Closing the Education-to-Employment Gap: The Rise of the Career Center as Campus Infrastructure
Higher education is under mounting pressure to prove its value. As student debt, shifting demographics, and employer expectations reshape the landscape, institutions are being forced to rethink how they prepare students for life after graduation. At the same time, new data shows a sharp rise in internship-to-full-time hiring, with recent cohorts converting at their highest rate in years—underscoring how critical hands-on experience has become. Yet many institutions still stop short of requiring structured career education, creating a widening gap between how students are prepared and how they ultimately enter the workforce.
So what happens when the traditional “career services office” is no longer enough? How can universities evolve career centers into something more embedded, scalable, and essential to student success?
On this episode of Signals in Higher Ed, host Darin Francis sits down with Dr. Patrick Madsen, Associate Dean of Advising & Experiential Learning at the University of North Carolina at Charlotte, to explore a fundamental shift: moving from career services as a standalone function to a fully integrated campus ecosystem. The conversation dives into how institutions can embed experiential learning at scale, align stakeholders across campus, and redefine career readiness as a shared responsibility.
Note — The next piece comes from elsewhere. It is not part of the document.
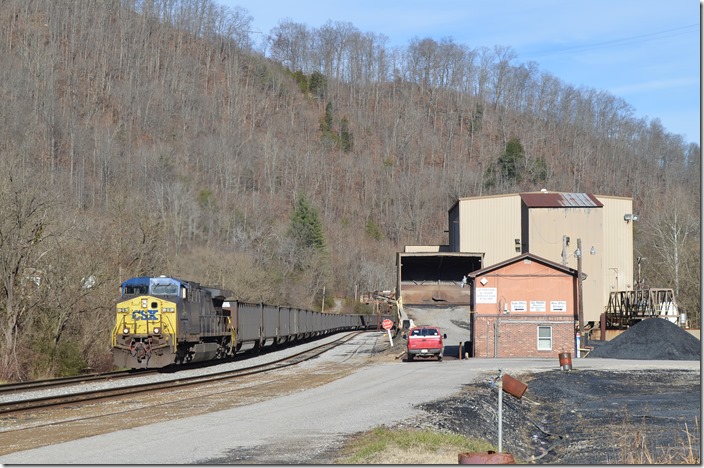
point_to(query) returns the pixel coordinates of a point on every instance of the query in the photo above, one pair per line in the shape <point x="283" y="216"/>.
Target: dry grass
<point x="384" y="446"/>
<point x="636" y="448"/>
Dr. Patrick Madsen is a senior higher education leader who specializes in integrating academic advising, career education, and experiential learning into scalable, data-driven student success systems, most notably through the development of the “Charlotte Model.” Dr. Madsen has led large, cross-functional teams and multimillion-dollar portfolios, driving innovation in career ecosystems, employer partnerships, and experiential learning infrastructure to improve retention, graduation, and workforce outcomes. With over 20 years of experience—including leadership roles at institutions like UNC Charlotte, Johns Hopkins University, and UNC Greensboro—he is also an experienced educator, national speaker, and consultant on career development, organizational strategy, and university-industry alignment.